Are there any holes on the course that stand out for you having played it for the first time yesterday?

            LAURA DAVIES:  They are all incredibly difficult.  I mean, 16 downwind is easy but if the wind changes, it will be really difficult.  Just depends on which direction the wind is coming in.  But certainly I would say No. 3 is a monster.  That's just one of the toughest holes you'll ever play.

            17 could be a par 5 for us if they really wanted to.  18, a very disappointing hole because we are playing it so long but every hole is potentially, you know, trouble, but they are all fantastic.  I mean, there's not one bad hole out there.

In these conditions, is this the toughest venue you've played in the Championship?

            LAURA DAVIES:  I played the Pro‑Am yesterday and it was unbelievably difficult.  My first tee shot was in a 30‑mile crosswind in a fairway, like I said, as wide as this table.  Good luck to everybody.

            The bunkering, I always thought Lytham was one of the best bunkered golf courses I ever played, but I think this is on a par to it because you can see them all, and you can see what you're facing, and if they are hidden ‑‑  I don't know who designed it, but it's fantastic.

Apologies to the rest of the room for a parochial question, Liverpool.  What do you make of the comings and goings of the outfield this summer?

            LAURA DAVIES:  I was hoping for a call to a striker's role Saturday.  I don't know how it worked out that we lost our only true striker, but I'm sure Brendan knows what he's doing.  But he's got my full backing if that means anything to him, I'm sure it doesn't.

            What I have seen so far, there's nothing wrong there.  It's a difficult start.  I think the next game is Man‑United on Saturday and it's a hard start to the year.  We knew we were going to be having not the best start purely because Man United tend to get a nice easy start ‑‑ I don't know how that works.  I'm sure Sir Alex has got something to do with it.

To sort of follow on an earlier question, just do you think the Olympics changed forever how people in your country will view women's sports in general?  Do you see more money, more attention being paid to female athletes?

            LAURA DAVIES:  Well, if it hasn't helped, then people have got very short memories.  You could see the joy on people's faces, mine as well, when you won medals.  That's what you want to do; if you love sport like I do, and everyone made such a big fuss of the Olympians.  And hopefully they are going to back that up and support young girls coming through so in four years in Rio and we can keep winning medals.

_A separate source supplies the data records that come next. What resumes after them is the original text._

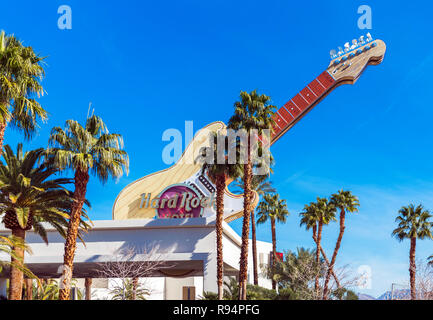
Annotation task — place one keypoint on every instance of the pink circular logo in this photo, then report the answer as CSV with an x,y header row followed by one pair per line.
x,y
180,202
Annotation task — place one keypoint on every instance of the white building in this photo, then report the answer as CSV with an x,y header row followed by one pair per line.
x,y
185,251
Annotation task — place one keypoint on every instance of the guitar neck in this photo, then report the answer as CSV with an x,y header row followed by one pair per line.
x,y
297,107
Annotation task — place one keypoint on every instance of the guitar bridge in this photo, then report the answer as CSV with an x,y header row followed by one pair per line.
x,y
206,183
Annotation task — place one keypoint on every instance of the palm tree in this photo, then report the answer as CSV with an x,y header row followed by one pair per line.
x,y
275,209
262,186
310,218
28,197
323,212
7,245
20,74
83,149
346,202
252,112
219,171
413,224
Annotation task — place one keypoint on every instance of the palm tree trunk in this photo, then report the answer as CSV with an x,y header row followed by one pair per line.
x,y
29,289
2,135
81,180
88,285
334,255
412,268
319,238
254,244
274,251
243,265
17,277
327,263
220,186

            So without backing for the youngsters and real potential sports people, they are never going to reach their full potential, so they have to be backed financially.

In the media, as well, presumably, because they have all got this wonderful coverage for a fortnight, but do you think for a lot of people that will be the end of it?

            LAURA DAVIES:  For the women's coverage?

For the women's and the entire Olympics.

            LAURA DAVIES:  I'm sure it will taper off, because the Olympics is the greatest show on earth and everyone throws everything behind the Olympics.  Women's football and women's cricket will always be on the back seat and other sports will always be sort of the second division because that's the way television companies and corporations deal with women's sport.

            It's always about the men and then the women come second.  But that's never going to change, let's face it.  I'm not saying it shouldn't change; it should change, obviously, but it won't.